Fahren ohne Fahrschein – Datenweitergabe an Inkassounternehmen
Bei Fahrten im öffentlichen Personennahverkehr ohne gültigen Fahrschein fällt regelmäßig ein erhöhtes Beförderungsentgelt an. Ein Bürger beschwerte sich in diesem Zusammenhang bei der Datenschutzaufsicht darüber, dass seine personenbezogenen Daten nach einer Fahrscheinkontrolle an ein Inkassounternehmen weitergegeben wurden und darüber hinaus für die Dauer eines Jahres bei dem Verkehrsunternehmen gespeichert werden.
Der Beschwerdeführer wurde im Rahmen einer Fahrscheinkontrolle in der S-Bahn mit einem Fahrschein, aber ohne dazugehörige Kund*innenkarte angetroffen. Das Fehlen einer Kund*innenkarte zu dem entsprechenden Fahrausweis gilt nach den Beförderungsbedingungen der S-Bahn Berlin GmbH als ungültiger Fahrausweis. Die personenbezogenen Daten des Beschwerdeführers wurden erfasst und zur Geltendmachung des erhöhten Beförderungsentgelts an ein Inkassounternehmen weitergegeben. Dieses machte das erhöhte Beförderungsentgelt dann gegenüber dem Beschwerdeführer geltend.
Das Fahren ohne vollständig mitgeführten Fahrschein in den Zügen der S-Bahn Berlin GmbH berechtigt Kontrolleur*innen, personenbezogene Daten der betroffenen Personen aufzunehmen. Die Verarbeitung der Daten erfolgt zur Erfüllung des jeweiligen Vertrags, der nach den Beförderungsbedingungen der S-Bahn Berlin GmbH durch die Nutzung des Fahrangebots stillschweigend auch zwischen der S-Bahn Berlin GmbH und Personen ohne gültigen Fahrschein abgeschlossen wird. Auch die Weitergabe der zur Abwicklung des erhöhten Beförderungsentgelts erforderlichen Daten an ein Inkassounternehmen ist zur Wahrung der berechtigten Interessen des Verkehrsunternehmens zulässig.
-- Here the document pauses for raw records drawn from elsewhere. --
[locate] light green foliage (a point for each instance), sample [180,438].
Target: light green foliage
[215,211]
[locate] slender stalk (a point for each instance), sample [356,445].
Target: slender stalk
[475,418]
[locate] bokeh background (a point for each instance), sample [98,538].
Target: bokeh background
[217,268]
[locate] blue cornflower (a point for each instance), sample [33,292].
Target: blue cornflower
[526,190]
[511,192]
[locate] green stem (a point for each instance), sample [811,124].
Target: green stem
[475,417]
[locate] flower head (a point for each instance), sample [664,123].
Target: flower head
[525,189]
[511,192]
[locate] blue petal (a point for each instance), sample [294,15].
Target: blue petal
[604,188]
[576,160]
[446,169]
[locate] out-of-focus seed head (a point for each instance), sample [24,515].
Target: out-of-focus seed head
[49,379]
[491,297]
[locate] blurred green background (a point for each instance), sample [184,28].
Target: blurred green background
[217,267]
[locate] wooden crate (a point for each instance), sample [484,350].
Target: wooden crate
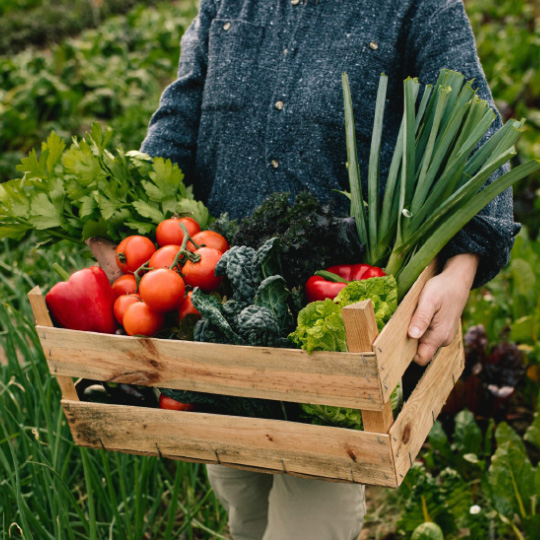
[362,378]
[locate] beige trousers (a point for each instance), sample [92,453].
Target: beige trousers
[282,507]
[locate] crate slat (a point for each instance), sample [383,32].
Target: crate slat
[265,445]
[43,318]
[418,415]
[342,379]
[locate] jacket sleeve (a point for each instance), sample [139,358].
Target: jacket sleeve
[174,127]
[439,35]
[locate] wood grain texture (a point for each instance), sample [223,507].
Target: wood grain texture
[341,379]
[267,445]
[394,349]
[360,326]
[361,329]
[378,421]
[418,415]
[43,318]
[39,307]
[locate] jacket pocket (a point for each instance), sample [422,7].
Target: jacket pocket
[233,53]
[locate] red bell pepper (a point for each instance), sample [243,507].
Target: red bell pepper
[84,302]
[327,283]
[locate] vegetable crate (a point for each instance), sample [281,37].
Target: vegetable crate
[362,378]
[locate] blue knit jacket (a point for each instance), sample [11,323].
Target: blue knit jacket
[258,104]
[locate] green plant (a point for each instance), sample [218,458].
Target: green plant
[462,485]
[51,489]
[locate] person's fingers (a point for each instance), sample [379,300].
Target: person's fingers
[435,338]
[425,353]
[423,315]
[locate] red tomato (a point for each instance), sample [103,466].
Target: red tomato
[201,274]
[166,402]
[209,239]
[140,320]
[134,251]
[122,303]
[164,257]
[162,289]
[170,232]
[126,284]
[187,307]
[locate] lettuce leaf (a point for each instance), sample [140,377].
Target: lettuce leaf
[382,291]
[320,328]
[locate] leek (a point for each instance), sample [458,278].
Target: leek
[437,174]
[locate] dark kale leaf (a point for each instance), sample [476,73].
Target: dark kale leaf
[312,237]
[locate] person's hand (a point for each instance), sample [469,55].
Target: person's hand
[440,305]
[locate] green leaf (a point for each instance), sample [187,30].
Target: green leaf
[15,231]
[320,328]
[93,229]
[141,227]
[148,210]
[56,146]
[195,209]
[355,185]
[80,161]
[467,434]
[273,294]
[168,179]
[532,435]
[32,167]
[212,310]
[373,171]
[88,205]
[43,213]
[511,476]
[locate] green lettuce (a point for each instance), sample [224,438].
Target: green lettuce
[382,291]
[320,328]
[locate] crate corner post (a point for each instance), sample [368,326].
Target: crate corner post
[43,318]
[361,331]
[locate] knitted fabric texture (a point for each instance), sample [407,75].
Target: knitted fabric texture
[258,103]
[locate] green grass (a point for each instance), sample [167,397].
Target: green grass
[52,489]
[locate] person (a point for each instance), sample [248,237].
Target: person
[257,107]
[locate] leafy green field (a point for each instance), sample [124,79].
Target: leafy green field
[478,475]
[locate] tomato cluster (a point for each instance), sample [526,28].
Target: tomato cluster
[157,281]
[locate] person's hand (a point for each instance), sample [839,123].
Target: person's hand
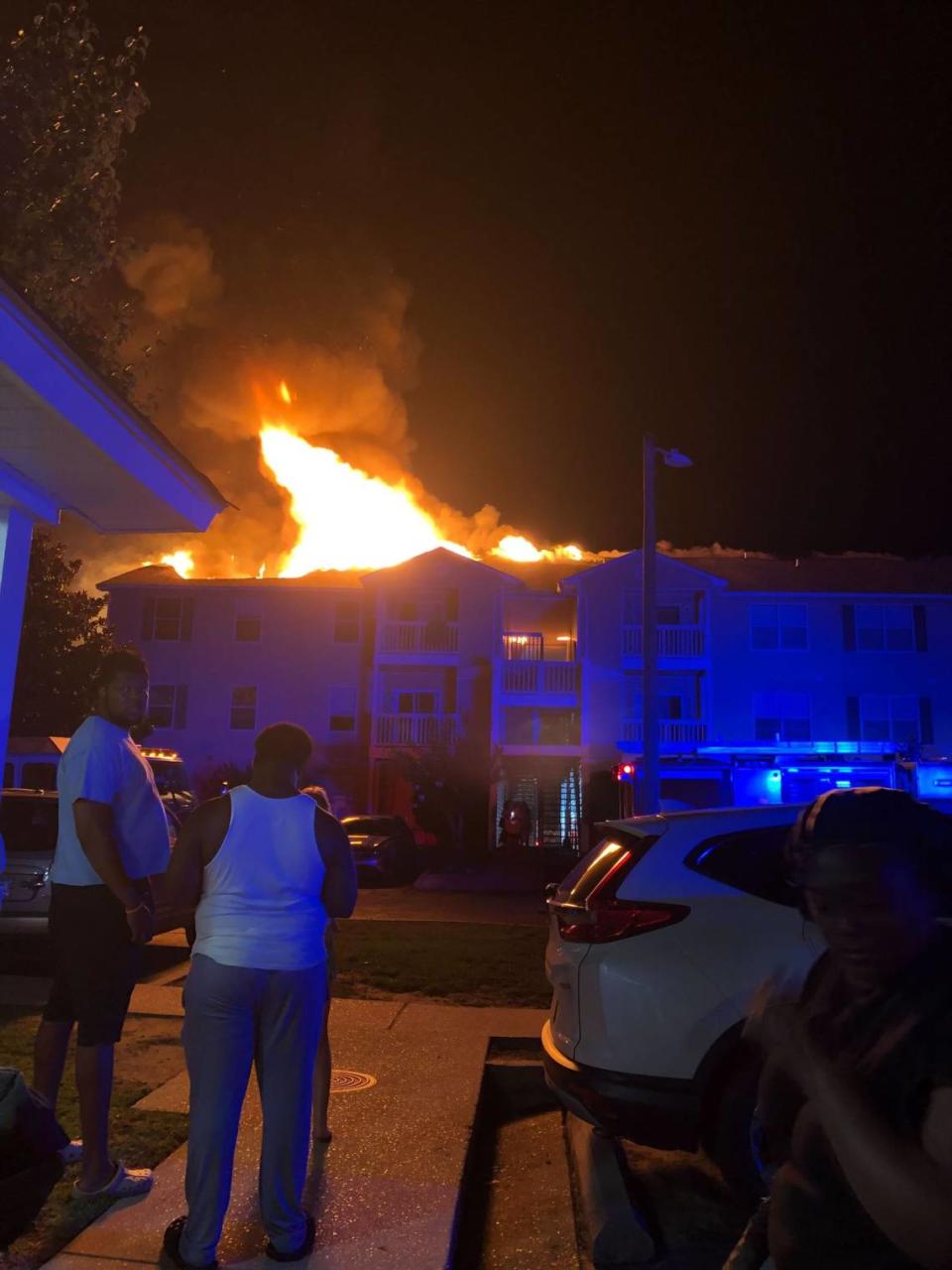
[141,922]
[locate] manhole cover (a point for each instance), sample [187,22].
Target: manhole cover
[349,1082]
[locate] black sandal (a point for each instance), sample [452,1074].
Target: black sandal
[171,1247]
[298,1254]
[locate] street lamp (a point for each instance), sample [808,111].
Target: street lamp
[651,740]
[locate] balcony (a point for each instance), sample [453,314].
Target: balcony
[671,642]
[539,679]
[671,731]
[417,638]
[413,731]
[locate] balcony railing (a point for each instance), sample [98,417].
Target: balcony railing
[416,730]
[671,642]
[539,679]
[671,731]
[417,638]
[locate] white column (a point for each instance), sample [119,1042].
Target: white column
[16,532]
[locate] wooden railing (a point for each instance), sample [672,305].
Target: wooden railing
[671,731]
[417,638]
[539,679]
[416,730]
[671,642]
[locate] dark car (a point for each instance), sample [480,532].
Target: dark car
[384,843]
[28,826]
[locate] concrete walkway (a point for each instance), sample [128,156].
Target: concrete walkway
[385,1192]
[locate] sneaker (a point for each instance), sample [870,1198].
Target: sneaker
[172,1241]
[123,1184]
[299,1252]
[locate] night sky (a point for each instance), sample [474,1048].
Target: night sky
[728,223]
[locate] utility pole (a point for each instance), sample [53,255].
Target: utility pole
[651,738]
[651,798]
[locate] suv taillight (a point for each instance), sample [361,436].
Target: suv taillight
[603,917]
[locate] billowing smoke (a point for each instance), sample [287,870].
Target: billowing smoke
[207,365]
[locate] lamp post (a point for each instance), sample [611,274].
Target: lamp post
[651,740]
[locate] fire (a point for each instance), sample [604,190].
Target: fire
[181,562]
[348,518]
[520,549]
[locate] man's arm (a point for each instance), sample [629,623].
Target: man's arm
[94,829]
[339,890]
[200,837]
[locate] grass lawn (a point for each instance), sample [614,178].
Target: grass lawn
[146,1058]
[458,962]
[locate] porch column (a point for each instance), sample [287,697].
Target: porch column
[16,532]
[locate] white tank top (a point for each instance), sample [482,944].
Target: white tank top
[261,901]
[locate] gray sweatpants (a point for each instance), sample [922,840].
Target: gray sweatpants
[235,1016]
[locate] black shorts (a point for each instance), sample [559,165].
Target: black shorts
[95,962]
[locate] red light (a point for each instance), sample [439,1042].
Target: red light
[620,920]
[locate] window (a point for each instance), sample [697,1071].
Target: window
[343,708]
[895,719]
[30,825]
[167,617]
[780,716]
[347,621]
[39,776]
[885,627]
[168,705]
[778,626]
[417,702]
[751,860]
[244,707]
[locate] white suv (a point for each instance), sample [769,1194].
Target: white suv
[658,939]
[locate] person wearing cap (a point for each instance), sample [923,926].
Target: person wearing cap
[856,1096]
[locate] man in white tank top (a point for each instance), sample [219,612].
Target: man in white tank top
[272,867]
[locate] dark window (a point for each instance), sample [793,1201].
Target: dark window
[39,776]
[30,825]
[751,860]
[244,707]
[168,705]
[347,621]
[167,619]
[341,715]
[778,626]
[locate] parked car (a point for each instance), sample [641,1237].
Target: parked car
[657,940]
[384,843]
[28,828]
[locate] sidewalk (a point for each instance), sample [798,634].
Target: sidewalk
[385,1192]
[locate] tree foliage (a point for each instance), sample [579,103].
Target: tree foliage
[62,640]
[64,108]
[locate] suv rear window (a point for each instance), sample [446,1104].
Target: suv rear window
[749,860]
[592,869]
[30,825]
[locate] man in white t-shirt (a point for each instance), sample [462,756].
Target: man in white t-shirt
[113,837]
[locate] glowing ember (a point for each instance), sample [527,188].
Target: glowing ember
[348,518]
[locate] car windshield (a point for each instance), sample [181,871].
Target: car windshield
[30,825]
[370,825]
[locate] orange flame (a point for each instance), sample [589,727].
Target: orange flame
[348,518]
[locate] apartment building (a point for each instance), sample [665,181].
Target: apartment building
[532,676]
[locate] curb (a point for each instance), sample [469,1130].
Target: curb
[617,1234]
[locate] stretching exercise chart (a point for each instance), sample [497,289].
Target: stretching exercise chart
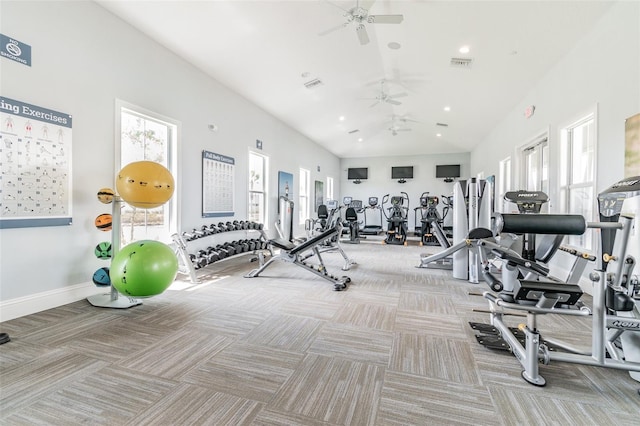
[217,184]
[35,159]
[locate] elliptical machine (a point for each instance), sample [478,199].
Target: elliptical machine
[371,227]
[430,221]
[396,216]
[351,220]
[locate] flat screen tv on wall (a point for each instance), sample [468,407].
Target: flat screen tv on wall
[448,171]
[357,173]
[402,172]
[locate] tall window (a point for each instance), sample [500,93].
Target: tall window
[147,136]
[305,188]
[536,166]
[504,183]
[329,188]
[258,169]
[577,174]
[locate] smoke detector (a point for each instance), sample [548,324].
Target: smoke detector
[461,62]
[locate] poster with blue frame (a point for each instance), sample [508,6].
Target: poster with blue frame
[285,185]
[35,158]
[218,173]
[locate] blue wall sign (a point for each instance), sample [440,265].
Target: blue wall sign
[15,50]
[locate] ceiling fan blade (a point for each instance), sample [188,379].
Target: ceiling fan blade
[398,95]
[362,34]
[338,6]
[330,30]
[385,19]
[365,4]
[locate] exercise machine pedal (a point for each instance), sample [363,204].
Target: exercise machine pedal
[484,328]
[493,342]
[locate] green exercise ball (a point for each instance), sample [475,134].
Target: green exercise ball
[143,268]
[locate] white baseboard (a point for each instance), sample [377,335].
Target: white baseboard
[27,305]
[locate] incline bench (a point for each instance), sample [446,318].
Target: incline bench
[294,253]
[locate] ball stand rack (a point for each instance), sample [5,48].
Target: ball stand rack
[114,299]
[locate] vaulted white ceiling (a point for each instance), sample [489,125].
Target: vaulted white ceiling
[267,50]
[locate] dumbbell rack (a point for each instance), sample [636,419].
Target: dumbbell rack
[188,242]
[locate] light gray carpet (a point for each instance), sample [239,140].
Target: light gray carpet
[395,348]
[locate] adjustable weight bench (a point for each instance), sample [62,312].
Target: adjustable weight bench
[295,254]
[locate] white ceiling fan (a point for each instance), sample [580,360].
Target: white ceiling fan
[385,97]
[359,15]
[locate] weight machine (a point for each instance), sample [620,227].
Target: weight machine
[396,216]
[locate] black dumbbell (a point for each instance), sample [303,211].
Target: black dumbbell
[212,255]
[222,252]
[188,236]
[231,249]
[198,262]
[238,246]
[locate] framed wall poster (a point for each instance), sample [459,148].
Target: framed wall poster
[35,157]
[632,146]
[319,194]
[218,173]
[285,185]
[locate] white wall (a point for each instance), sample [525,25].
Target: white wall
[83,59]
[380,183]
[603,71]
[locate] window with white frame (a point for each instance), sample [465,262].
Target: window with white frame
[504,183]
[577,174]
[303,198]
[535,159]
[329,188]
[258,172]
[147,136]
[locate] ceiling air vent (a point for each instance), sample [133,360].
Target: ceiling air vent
[313,83]
[461,62]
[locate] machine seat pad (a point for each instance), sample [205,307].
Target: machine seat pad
[282,244]
[519,261]
[526,290]
[479,233]
[563,224]
[312,242]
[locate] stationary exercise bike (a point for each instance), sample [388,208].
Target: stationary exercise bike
[396,216]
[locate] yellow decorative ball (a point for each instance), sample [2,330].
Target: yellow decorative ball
[145,184]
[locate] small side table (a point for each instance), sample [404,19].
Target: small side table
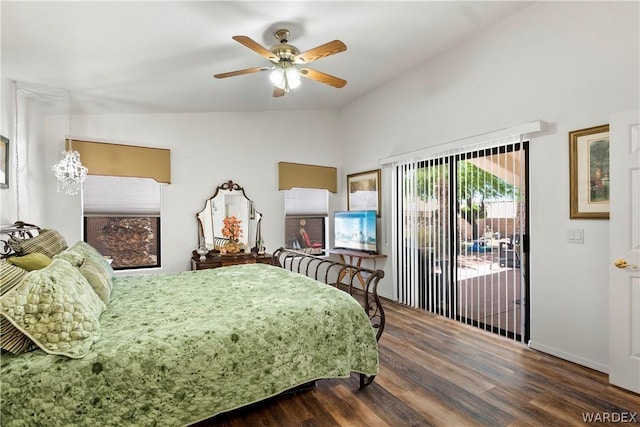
[354,258]
[216,260]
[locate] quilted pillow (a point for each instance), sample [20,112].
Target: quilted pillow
[48,242]
[11,339]
[29,262]
[98,278]
[57,308]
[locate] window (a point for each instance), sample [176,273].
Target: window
[122,220]
[306,211]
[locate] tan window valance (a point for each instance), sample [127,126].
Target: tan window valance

Die Datenschutz-Grundverordnung (DSGVO) erlaubt die Verarbeitung von Daten u.a. dann, wenn dies „zur Wahrung der berechtigten Interessen des Verantwortlichen oder eines Dritten erforderlich [ist], sofern nicht die Interessen oder Grundrechte und Grundfreiheiten der betroffenen Person, die den Schutz personenbezogener Daten erfordern, überwiegen“. Auf dieser Grundlage müssen die berechtigten Interessen der oder des Verantwortlichen und die Interessen der jeweils betroffenen Person gegeneinander abgewogen werden. Die S-Bahn Berlin GmbH ist nicht verpflichtet, eine fällige Forderung selbst geltend zu machen, sondern kann damit ein Inkassounternehmen beauftragen. Überwiegende Interessen der betroffenen Person sind insoweit nicht ersichtlich. Dementsprechend dürfen die zum Zwecke der Geltendmachung der fälligen Forderung erforderlichen Daten an das Inkassounternehmen übermittelt werden. Denn ohne die entsprechenden personenbezogenen Daten ließe sich die übertragene Forderung nicht eintreiben.
Eine Speicherung der Daten für die Dauer eines Jahres bei der S-Bahn Berlin GmbH ist ebenso zulässig. Das Verkehrsunternehmen hat ein berechtigtes Interesse, innerhalb eines begrenzten Zeitraums zu überprüfen, ob einzelne Personen häufiger ohne gültigen Fahrschein angetroffen werden, um ggf. einen Strafantrag wegen sog. Beförderungserschleichung zu stellen.
Personenbezogene Daten, die der Geltendmachung eines erhöhten Beförderungsentgelts dienen, dürfen an ein Inkassounternehmen übermittelt werden. Das Verkehrsunternehmen, welches ein erhöhtes Beförderungsentgelt erhebt, darf die entsprechenden Daten zudem für einen begrenzten Zeitraum speichern.